In agreement with the findings of Talbott et al. (7) demonstrating no negative influence of DR on BMD in young rats, mineral ash fraction was not significantly different between the two groups in the present study. As the material properties of the tibiae and L6 vertebra between the two groups were not significant in this study, it can be assumed that the material integrity of the bones was not adversely affected by the DR paradigm. Our study used a slightly lower level of DR (35%) compared with the 40% of Talbott et al. (7) and we did not compensate for vitamin and mineral intake. It is noteworthy that studies that have specifically assessed energy restriction versus calcium restriction severely limit the calcium content of the diet. For example, Talbott et al. (7) compared a control diet with 0.9% calcium phosphate to a 0% level in the calcium-restricted diet and 0.65% calcium carbonate control to 0.25% in the calcium-restricted diet. The reduction in micronutrient intake in our study was much less severe given that the restricted rats still received 65% of the calcium and mineral intake of the ad libitum fed rats (0.95% calcium and 0.69% phosphorus). Therefore, although there was reduced mineral intake in our restricted rats it was not as severely limiting as that of many studies addressing the effects of mineral restriction. Although these differences in study protocol existed, we were still able to show a positive effect of DR on bone change when normalized to body mass. The most likely protective factor in young rats is likely to be the influence of growth and the endocrine environment associated with it. Future studies will need to include detailed analysis of endocrine factors related to growth and anabolism.

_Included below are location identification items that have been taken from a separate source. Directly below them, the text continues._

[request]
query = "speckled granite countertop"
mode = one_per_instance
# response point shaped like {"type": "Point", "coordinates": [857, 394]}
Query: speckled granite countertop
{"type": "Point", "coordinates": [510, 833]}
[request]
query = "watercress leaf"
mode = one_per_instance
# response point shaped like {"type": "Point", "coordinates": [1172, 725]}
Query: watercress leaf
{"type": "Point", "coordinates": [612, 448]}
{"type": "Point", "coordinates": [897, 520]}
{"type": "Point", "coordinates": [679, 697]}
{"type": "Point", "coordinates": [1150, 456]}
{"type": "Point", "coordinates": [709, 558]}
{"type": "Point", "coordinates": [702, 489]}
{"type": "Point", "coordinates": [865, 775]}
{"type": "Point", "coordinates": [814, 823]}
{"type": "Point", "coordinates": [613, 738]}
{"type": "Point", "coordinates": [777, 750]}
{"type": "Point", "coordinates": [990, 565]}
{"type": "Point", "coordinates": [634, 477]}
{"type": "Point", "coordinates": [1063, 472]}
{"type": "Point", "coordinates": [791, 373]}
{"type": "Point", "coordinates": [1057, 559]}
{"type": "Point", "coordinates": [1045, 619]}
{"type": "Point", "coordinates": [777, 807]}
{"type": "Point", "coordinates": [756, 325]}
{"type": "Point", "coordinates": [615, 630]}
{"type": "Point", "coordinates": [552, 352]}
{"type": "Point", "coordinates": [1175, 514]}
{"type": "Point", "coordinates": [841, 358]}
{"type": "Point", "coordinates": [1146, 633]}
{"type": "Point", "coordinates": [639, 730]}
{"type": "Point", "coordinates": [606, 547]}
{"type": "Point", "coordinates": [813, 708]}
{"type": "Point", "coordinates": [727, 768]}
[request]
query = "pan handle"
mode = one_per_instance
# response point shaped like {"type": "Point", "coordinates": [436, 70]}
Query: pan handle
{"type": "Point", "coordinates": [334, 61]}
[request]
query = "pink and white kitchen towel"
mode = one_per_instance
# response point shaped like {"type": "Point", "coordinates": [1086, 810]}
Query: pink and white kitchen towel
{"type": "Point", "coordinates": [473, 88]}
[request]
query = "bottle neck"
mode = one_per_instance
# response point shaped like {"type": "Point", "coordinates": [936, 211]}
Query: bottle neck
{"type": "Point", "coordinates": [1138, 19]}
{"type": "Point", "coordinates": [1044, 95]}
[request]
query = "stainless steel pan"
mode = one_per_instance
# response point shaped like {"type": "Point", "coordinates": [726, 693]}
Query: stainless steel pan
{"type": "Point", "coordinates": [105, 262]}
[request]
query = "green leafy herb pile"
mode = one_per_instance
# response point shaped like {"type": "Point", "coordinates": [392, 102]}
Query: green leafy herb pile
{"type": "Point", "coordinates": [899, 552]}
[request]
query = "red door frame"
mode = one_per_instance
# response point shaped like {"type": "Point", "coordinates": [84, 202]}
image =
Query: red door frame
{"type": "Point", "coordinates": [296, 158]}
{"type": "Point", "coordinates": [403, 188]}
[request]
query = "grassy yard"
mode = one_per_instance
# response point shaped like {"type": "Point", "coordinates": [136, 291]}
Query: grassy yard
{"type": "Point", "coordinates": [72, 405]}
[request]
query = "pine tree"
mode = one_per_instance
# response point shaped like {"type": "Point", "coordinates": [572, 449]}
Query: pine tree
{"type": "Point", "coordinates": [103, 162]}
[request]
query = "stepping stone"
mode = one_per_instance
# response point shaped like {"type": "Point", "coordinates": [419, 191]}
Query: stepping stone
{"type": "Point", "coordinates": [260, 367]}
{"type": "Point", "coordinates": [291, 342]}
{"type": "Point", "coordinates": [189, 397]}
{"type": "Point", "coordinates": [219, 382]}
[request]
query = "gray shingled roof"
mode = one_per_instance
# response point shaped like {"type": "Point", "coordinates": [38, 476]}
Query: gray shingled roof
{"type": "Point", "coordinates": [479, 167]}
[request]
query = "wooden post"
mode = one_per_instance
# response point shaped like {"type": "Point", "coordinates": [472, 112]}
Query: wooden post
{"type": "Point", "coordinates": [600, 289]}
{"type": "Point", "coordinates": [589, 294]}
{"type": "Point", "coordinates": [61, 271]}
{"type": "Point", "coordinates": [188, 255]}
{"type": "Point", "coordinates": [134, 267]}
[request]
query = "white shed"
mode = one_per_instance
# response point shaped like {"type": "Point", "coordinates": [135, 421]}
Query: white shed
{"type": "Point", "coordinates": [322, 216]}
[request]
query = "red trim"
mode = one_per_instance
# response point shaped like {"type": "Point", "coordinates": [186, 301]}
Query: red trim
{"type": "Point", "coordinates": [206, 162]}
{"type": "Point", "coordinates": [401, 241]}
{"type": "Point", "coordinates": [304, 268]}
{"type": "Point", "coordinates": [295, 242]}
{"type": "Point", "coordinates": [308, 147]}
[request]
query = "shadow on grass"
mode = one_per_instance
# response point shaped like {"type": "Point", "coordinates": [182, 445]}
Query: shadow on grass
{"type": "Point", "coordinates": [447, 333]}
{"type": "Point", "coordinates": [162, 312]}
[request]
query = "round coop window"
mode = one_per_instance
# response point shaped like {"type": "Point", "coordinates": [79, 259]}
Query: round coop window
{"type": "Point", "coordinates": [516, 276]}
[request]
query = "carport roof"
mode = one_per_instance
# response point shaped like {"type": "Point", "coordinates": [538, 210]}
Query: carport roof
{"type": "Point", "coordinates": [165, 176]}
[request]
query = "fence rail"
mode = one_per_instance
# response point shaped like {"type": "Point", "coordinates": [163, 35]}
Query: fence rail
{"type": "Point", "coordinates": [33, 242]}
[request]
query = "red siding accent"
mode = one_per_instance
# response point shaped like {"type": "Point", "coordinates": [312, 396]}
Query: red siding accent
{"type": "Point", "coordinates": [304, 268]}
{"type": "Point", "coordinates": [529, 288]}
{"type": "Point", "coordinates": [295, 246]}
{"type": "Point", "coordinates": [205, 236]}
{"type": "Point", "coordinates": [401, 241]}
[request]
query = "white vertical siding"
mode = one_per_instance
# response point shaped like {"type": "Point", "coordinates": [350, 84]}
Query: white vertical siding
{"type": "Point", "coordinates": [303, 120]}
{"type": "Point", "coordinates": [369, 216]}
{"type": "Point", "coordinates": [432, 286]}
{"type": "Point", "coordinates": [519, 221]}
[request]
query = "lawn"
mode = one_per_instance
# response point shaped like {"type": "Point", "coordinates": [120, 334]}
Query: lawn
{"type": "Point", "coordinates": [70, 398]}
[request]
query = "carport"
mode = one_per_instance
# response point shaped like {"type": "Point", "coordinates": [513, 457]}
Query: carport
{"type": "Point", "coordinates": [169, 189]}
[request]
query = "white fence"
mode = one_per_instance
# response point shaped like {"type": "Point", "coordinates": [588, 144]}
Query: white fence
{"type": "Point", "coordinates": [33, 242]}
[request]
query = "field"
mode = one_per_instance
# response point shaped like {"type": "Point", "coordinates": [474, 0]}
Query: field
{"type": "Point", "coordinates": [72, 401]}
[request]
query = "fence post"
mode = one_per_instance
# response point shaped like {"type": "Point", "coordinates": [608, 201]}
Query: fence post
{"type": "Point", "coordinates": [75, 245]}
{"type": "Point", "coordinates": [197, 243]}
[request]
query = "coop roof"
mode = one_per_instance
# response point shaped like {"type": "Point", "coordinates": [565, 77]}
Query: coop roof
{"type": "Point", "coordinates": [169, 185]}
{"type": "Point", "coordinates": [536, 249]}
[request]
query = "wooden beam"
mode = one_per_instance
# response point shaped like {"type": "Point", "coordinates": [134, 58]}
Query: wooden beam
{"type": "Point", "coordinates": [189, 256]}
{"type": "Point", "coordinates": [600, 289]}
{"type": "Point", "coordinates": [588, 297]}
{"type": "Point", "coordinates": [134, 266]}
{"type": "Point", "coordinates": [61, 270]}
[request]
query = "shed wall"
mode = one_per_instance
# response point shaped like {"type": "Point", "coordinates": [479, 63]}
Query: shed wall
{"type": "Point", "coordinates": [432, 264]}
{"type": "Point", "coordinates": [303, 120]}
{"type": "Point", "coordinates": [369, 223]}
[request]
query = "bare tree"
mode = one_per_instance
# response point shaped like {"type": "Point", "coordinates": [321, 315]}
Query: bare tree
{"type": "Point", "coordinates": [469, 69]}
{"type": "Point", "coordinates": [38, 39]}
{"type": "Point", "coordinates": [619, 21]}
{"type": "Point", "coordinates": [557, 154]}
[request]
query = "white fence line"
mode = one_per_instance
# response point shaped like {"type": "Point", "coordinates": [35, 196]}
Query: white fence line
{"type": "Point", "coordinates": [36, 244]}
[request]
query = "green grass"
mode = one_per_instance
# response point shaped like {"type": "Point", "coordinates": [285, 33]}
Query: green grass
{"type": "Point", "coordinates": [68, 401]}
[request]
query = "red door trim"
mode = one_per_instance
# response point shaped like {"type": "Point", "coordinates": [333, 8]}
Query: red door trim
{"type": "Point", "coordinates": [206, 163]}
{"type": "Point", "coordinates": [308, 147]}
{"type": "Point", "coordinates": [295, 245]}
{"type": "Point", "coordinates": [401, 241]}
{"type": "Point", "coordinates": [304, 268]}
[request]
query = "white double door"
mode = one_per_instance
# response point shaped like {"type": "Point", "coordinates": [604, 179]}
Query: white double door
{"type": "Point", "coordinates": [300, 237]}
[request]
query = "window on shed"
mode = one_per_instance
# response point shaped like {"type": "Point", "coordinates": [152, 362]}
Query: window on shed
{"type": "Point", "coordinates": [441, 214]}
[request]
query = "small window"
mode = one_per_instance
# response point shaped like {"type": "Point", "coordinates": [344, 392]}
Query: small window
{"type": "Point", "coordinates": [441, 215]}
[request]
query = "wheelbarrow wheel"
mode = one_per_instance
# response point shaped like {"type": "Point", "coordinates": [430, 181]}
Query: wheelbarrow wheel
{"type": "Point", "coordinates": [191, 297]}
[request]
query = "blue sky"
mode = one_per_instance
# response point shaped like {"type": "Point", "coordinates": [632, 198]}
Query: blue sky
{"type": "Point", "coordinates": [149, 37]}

In summary, changes in body mass due to DR accounted for minimal differences in L6 and tibial mechanics. When normalized for total body mass, DR did not adversely affect tibial and L6 mechanics in spite of a 35% restriction in caloric intake in the young, rapidly growing male Wistar rats. The mechanisms of this effect remain unknown but may involve alterations in the endocrine environment associated with growth. The looming public health crisis related to obesity and an increasingly aged population dictates that we fully understand one of the most effective and powerful interventions known to mitigate age-associated disease, DR. Our work suggests that early initiation of DR at a level of 35% does not adversely affect bone geometry and mechanics in young, growing rats. In the future, it will be important to fully understand the benefits and risks associated with DR.